Edward Wilson: Yes. I think I'll start off by just talking about the operation, Michael. I mean from what we learned this summer is about being prepared for next summer as well. And we've had the backdrop of ATC this summer which really gets into sort of crew out and we're ahead of everyone else. But we've got to ensure that we have -- where we're fully prepared, particularly with third-party providers in advance in next summer so that we can we can deliver what we promised. So I would always like to be able to say that we've got the people, the airports and the aircraft and the only one that -- and some is the aircraft but that we believe will be temporary in nature. We look at where we've got our fares, particularly the strong Q2 first. And you look at the capacity that's coming hedged -- I mean you looked at places like Germany this summer where the market shrunk by about 25% in July and August. And where those gaps will be filled by Nexon. I think that's going to reflect itself hoping in higher fares. So let's get the operation right, make sure we got all our partners at the airport when you go for next summer. We're not going to sell ATC by next year. And then -- but I think it's a good environment in terms of capacity reductions in the market for fares in December '23.

Michael O’Leary: Thanks, Eddie. Okay. I'll just leave you one final thought to be the part in cooper . We have recovered very strong. We've had a very good first half of the year. We are still though forecasting a loss for the second half of the year.

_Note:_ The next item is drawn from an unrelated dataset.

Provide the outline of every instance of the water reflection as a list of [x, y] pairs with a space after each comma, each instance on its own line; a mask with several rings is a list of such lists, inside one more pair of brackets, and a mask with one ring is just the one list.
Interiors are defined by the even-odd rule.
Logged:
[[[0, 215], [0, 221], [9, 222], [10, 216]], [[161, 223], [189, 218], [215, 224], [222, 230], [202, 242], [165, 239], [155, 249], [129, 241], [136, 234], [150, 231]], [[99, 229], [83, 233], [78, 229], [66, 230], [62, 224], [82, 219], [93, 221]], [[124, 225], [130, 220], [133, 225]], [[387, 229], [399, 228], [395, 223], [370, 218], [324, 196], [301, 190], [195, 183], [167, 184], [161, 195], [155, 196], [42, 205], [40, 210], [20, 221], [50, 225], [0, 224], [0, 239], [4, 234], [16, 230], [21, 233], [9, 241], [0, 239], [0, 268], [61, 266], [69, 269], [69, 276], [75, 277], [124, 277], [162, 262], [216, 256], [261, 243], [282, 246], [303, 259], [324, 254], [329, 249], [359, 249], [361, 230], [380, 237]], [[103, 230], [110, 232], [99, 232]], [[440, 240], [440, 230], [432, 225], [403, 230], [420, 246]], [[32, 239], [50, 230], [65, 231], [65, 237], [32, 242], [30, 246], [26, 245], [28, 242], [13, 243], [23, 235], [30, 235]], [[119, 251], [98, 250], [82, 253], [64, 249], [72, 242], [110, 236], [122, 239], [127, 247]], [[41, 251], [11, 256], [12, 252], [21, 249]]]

We're looking at something up to about €200 million loss between Q3 and Q4. The absence of Easter will hit Q4. That could be worse if there is -- I mean, again, I want to keep reemphasizing the risks we face as we experienced last year with an adverse COVID development in November and with the Ukraine in invasion in February. This recovery is strong but it is fragile and it could still fall over. But if it doesn't fall over, I would be reasonably optimistic that we're heading into a strong summer of 2023. Our first priority will be to restore the pay -- or is to restore the pay of our people, recruit another couple of thousand pilots and cabin crew to service the summer 2023 growth. The next priority will be use the cash to pay down $1.6 billion worth of – €1.6 billion worth of debt next summer. And then we have -- we need another €2 billion just to continue to fund the CapEx. So these are challenging times but I think, the management team at Ryanair and our unions and the people -- and our people have demonstrated a resilience through COVID, a flexibility through COVID that leaves us very well positioned coming out of COVID to grow strongly. If there is a recession, it will be good for our business. We will continue to grow much stronger into a recession than any other airline in Europe because of the widening cost and fair gap we have over every other European airline. And with that, can I say thank you to everybody who joined in this morning. We have extensive roadshows on the road all week here in the U.K., in Europe, in the U.S. If anybody wants a meeting or a one-on-one, please contact Davy's or Citi and we'd be happy to fit one in. And in the meantime, I hope we'll see you all individually at some stage during the week. And if not, feel free to come to Dublin in November, December and boost the load factor all on your own. Thank you very much, everybody. Good to talk to you. God bless. Bye-bye.

Operator: This now concludes the conference. Thank you all very much for attending. You can now disconnect your lines.